The Princeton Review has ranked Wesleyan University at the top of its list of 25 “Impact Schools” for 2019, followed by Hobart & William Smith Colleges and Southwestern University.
“These 25 schools were selected based on student ratings and responses to survey questions covering community service opportunities at their school, student government, sustainability efforts, and on-campus student engagement,” the Princeton Review’s website reads, also noting that the ranking incorporates the percentage of alumni who reported feeling a deep sense of meaning associated with their profession.
The University has remained at the top of the Review’s “Impact Schools” list since its creation in 2015, thanks in part to the variety of resources that enable students to engage with the local community.
The Patricelli Center for Social Entrepreneurship (PCSE), which the Review cited as an important resource, is one of many facilities on campus designed to support students who want to be engaged citizens. PCSE Director Makaela Kingsley ’98 noted that the student body is particularly drawn to making systemic change.
“Wesleyan tends to attract young people who have an awareness of social and environmental problems, and who have the inclination to want to work towards solutions,” Kingsley wrote in an email to The Argus.
Kingsley noted that student engagement takes many forms, from campaigning and research to volunteer work and involvement in campus organizations like the Green Fund and the Wesleyan Student Assembly (WSA).
WSA Academic Affairs Committee Member Aaron Cheung ’19 noted that the student body is actively engaged in on-campus politics, which demonstrates students’ investment in the broader Wesleyan community.
“All of the members of the WSA and those that work with us closely on projects invest a significant amount of time and effort to bring institutional changes,” Cheung wrote in an email to The Argus. “For example, the WSA helped to establish funding for international and low-income students to receive food over winter break, helped to create winter session, and was the immediate factor for the creation of the Resource Center on campus. Many initiatives and programs can be traced back to the WSA, and it offers a great forum to address difficult topics.”
Facilities such as PCSE, the Jewett Center for Community Partnerships, the Allbritton Center for the Study of Public Life, and the new Resource Center have taught Wesleyan students how to engage with their communities, as well as communities around the world, and they’ve carried these skills with them after graduating.
“Wesleyan graduates have a voice at all of the important tables, and so many of them lead with their commitment to impact—from grassroots organizing…to inclusive management and systems change…to venture capital and tech…to name just a few of the countless examples,” Kingsley wrote.

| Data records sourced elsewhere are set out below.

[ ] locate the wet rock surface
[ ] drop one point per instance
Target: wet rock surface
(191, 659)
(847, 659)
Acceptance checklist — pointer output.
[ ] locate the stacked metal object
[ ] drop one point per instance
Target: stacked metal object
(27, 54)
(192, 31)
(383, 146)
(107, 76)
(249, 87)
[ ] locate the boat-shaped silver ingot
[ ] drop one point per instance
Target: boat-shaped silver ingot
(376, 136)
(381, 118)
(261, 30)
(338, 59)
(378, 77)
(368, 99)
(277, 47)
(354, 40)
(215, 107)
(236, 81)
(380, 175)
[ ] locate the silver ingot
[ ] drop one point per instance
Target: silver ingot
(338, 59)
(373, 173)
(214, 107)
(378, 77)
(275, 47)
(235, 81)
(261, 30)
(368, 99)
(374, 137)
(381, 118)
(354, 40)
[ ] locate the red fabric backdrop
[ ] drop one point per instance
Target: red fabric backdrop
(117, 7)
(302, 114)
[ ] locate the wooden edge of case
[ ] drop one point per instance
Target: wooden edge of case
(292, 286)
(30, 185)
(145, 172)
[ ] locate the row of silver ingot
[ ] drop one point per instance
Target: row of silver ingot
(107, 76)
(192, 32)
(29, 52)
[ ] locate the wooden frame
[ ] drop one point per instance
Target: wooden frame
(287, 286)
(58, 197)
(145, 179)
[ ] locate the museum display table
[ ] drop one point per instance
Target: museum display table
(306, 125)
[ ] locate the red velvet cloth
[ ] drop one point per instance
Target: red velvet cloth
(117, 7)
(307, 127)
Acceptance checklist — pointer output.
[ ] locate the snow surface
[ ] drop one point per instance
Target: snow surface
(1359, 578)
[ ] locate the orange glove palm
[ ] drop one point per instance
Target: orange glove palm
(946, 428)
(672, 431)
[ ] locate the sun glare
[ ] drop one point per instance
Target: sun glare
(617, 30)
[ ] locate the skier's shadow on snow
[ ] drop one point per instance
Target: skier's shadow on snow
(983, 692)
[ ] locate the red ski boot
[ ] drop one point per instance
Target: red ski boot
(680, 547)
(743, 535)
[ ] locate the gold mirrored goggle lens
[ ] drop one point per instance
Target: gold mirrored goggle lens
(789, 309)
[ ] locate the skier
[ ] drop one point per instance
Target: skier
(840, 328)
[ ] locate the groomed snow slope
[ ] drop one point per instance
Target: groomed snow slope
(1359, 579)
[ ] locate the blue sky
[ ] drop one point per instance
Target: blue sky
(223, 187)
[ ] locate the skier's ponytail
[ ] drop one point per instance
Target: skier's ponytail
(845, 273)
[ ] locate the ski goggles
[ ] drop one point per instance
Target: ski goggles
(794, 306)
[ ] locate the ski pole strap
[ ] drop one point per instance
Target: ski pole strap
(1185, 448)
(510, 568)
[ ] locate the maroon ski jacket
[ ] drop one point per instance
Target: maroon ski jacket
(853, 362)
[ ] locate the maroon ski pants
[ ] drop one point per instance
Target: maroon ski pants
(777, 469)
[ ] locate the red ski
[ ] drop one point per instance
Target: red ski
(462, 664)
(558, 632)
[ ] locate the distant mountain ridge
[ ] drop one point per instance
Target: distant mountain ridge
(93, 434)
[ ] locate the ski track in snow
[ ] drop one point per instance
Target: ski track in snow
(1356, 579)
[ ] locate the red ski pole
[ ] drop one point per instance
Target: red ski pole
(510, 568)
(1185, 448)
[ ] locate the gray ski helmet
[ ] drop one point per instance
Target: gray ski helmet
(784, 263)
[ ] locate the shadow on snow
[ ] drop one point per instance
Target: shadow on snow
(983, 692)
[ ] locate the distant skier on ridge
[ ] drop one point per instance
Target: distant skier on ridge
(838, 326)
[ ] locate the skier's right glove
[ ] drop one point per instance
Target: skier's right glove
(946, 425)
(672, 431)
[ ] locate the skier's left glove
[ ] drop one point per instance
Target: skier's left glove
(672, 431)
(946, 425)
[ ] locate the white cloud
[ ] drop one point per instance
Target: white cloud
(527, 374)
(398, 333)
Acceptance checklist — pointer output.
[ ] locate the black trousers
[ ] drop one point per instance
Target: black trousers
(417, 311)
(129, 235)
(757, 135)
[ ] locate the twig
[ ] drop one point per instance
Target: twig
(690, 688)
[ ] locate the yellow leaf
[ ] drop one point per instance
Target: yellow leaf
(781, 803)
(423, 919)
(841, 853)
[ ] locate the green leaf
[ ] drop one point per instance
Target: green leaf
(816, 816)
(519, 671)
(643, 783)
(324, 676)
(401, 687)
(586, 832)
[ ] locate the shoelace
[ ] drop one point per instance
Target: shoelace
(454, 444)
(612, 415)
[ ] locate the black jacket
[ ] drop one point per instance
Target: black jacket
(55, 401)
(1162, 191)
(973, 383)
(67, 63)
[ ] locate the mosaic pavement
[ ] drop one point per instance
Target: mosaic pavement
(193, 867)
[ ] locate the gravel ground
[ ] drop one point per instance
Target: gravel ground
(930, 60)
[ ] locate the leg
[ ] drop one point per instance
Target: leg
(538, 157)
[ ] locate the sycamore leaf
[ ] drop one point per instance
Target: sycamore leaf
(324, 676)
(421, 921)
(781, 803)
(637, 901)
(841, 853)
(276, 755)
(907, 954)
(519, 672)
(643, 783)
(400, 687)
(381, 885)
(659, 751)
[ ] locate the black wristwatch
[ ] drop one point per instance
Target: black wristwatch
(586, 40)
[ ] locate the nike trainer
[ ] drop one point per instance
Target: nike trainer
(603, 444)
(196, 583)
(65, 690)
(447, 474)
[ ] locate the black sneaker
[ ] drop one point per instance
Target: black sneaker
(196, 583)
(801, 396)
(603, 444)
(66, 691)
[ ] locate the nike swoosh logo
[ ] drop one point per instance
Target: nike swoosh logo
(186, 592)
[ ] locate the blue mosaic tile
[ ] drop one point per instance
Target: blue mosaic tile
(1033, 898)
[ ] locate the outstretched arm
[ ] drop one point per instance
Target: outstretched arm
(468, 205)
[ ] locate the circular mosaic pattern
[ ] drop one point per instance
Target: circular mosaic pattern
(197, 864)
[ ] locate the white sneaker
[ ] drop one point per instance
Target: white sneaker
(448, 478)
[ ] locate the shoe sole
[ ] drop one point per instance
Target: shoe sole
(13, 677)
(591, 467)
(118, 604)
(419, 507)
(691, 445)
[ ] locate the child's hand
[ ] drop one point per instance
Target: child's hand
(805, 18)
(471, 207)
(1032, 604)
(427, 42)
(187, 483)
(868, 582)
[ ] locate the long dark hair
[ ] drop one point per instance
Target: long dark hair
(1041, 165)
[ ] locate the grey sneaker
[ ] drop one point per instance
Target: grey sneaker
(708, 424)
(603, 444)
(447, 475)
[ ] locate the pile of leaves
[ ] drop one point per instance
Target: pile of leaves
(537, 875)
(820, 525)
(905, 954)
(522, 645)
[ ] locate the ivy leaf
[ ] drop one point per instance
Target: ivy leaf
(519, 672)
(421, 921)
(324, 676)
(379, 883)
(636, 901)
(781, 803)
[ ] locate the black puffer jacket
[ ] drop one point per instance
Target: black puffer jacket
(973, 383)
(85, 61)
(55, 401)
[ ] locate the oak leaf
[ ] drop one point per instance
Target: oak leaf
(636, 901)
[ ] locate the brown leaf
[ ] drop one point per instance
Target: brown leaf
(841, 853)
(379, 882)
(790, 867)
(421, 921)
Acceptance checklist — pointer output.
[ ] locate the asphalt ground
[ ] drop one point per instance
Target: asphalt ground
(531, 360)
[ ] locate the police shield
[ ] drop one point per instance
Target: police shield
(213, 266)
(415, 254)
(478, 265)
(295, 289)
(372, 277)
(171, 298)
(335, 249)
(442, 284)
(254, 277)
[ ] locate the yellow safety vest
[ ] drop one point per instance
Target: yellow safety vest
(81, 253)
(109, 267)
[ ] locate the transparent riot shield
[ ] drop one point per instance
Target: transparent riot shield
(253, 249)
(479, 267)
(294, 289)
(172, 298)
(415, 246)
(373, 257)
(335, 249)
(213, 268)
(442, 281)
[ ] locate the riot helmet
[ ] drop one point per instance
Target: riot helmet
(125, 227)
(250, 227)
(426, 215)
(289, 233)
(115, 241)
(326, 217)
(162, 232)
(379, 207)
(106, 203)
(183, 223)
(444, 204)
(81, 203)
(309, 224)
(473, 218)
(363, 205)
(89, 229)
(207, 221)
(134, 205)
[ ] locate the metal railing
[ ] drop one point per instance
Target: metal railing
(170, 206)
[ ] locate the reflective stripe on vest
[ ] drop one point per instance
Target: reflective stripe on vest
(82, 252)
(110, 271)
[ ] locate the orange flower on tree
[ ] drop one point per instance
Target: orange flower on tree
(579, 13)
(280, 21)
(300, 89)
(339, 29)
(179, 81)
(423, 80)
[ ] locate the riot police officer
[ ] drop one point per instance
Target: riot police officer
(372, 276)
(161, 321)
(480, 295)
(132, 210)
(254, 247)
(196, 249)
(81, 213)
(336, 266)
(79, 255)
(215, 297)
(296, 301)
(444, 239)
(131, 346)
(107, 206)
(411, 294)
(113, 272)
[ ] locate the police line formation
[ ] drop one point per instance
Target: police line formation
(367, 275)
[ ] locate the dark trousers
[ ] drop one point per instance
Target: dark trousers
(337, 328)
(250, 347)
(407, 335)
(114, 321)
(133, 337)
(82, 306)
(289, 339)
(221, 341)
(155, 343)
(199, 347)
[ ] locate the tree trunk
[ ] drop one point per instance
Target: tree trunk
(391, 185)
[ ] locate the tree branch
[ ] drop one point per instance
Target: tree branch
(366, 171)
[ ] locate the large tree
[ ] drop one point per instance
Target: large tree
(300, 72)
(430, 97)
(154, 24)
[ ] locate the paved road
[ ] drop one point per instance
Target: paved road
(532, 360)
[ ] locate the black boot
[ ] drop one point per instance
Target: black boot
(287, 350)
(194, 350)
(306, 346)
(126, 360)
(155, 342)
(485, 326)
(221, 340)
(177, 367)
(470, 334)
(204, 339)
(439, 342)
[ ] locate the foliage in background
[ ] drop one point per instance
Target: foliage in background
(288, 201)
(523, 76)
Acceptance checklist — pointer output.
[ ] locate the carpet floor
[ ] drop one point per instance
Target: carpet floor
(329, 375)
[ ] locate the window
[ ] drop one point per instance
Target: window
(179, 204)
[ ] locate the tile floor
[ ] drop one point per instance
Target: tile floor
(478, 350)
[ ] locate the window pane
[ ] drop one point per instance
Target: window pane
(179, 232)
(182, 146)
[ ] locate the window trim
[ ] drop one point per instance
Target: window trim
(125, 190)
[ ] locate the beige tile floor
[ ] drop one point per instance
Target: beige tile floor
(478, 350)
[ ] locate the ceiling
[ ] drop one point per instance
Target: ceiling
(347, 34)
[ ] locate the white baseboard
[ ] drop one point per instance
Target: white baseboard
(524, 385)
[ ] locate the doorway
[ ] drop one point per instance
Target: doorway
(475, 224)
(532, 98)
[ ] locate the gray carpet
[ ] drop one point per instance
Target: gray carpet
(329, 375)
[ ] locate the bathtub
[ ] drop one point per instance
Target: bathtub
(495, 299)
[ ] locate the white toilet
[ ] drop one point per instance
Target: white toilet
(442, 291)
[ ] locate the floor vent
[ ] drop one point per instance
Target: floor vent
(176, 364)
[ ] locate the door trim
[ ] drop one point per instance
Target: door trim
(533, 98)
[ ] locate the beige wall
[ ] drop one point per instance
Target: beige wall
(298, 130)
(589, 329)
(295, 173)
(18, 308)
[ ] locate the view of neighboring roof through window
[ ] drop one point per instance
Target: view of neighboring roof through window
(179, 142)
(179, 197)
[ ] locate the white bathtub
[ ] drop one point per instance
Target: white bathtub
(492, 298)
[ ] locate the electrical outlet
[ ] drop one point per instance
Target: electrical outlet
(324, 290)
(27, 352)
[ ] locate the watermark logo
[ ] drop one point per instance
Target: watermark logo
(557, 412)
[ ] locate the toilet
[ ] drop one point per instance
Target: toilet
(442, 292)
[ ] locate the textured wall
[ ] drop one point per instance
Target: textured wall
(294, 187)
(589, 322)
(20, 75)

Graduates have also shown commitment to creating change from the inside, out. Many alumni have left the University to pursue a career in politics, such as governors Peter Shumlin ’79 and John Hickenlooper ’74, MA ’80, the latter of which just announced his run for president on Monday, March 4. Connecticut State Senator Matt Lesser was first elected to the State House during his senior year at Wesleyan and still serves in that seat today.
“[Wesleyan alumni] bravely take the critical thinking skills and practical idealism that they developed in college, and they use it in ways that create ripple effects in the world,” Kingsley concluded.